When a nursing home patient is in cardiopulmonary arrest, the physician must have the answers to several questions. First, what does the patient want done in the case of cardiopulmonary arrest? In the absence of the ability of the patient to provide an answer, are advance directives available? If patient capacity and advance directives are lacking, is a surrogate decision-maker available? If no proxy decision-makers are available, the decision is often made to attempt to preserve life. In this review, Finucane and Harper discuss this standard operating procedure from the point of view of policy considerations.

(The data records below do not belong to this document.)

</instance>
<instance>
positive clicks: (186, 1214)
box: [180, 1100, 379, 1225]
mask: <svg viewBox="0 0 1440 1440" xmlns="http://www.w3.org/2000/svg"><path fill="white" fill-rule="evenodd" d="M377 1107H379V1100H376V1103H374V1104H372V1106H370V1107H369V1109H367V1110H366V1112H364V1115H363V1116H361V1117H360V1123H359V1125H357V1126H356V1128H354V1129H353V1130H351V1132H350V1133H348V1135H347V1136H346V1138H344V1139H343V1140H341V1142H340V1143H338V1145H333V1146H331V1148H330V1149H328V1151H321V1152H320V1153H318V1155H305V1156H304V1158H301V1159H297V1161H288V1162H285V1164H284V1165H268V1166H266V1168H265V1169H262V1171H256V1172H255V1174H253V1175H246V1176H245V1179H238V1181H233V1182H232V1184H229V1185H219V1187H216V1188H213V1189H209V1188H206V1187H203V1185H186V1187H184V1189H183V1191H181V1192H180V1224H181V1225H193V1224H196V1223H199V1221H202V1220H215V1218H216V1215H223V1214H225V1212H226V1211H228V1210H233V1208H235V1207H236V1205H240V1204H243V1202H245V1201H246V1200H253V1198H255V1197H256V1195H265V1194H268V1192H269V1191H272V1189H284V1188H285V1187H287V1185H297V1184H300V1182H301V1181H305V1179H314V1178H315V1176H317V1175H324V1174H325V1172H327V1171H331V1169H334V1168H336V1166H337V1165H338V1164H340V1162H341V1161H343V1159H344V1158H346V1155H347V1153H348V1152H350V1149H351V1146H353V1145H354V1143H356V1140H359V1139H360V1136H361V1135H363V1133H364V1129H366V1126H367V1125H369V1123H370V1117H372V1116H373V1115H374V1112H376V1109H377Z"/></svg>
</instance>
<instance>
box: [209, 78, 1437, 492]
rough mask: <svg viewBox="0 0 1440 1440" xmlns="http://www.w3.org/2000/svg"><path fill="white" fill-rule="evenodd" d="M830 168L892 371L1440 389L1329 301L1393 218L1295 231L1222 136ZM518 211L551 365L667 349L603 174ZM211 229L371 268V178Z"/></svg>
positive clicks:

It is known that attempted cardiopulmonary resuscitation (ACPR) is infrequently performed in the long-term care setting and is rarely successful (successful being defined as admission to the hospital alive). Survival (defined as discharge from the hospital) is also rare. Survival with improved or intact status (neurologic or functional) is uncommon but does occur. Because ACPR is not necessarily a painless, free or dignified procedure, other questions remain to be answered. What is the benefit or harm to the patient of performing ACPR when it is unsuccessful? What about when ACPR is successful, but the patient expires within a few days as a hospital inpatient? The authors point out that these questions cannot be studied, only decided. The patients in question are usually extremely vulnerable because of functional or cognitive limitations, and a myriad of regulations protect them. However, few protective measures are in place to protect these patients against overtreatment. That is, as the system now stands, a usual presumption is that not performing ACPR is neglectful. However, it would be helpful to address what harm is done in performing ACPR. A case can be made that allocation of resources in favor of performing ACPR benefits few of these nursing home residents, and that these resources could benefit many more patients if allocated in different ways. Simply having the ability to perform ACPR may appear to many to be a logical reason to perform it, and this concept may elevate ACPR to being thought of as a “right.” The mere availability of a treatment is a poor reason to use it. All nursing homes are not required to offer ACPR. The authors point out that many nursing homes in the United States, as well as in other parts of the world, do not offer ACPR. If ACPR is an option, it may be reasonable to offer it only to a select group of patients. However, this step would likely be seen as paternalism on the one hand and neglect or abuse on the other. Some nursing homes have elected to offer ACPR only to those with a witnessed arrest, which lowers the survival rate from 3 in 100 to 3 in 1,000.

editor's note: The emphasis in the past decade on completing advance directives has encouraged physicians to talk to patients about their end-of-life wishes. However, many patients are still reluctant or unable to discuss such matters, and a decision about attempted resuscitation may fall back into the physician's lap. This excellent review by Finucane and Harper cogently summarizes considerations that should be taken into account when deciding about an ACPR policy for a facility and for an individual patient. It is the physician and the caregivers (whether that be family or staff at a nursing home) who know the patient best and can best decide whether ACPR would be part of a compassionate, coherent plan of care.—g.b.h.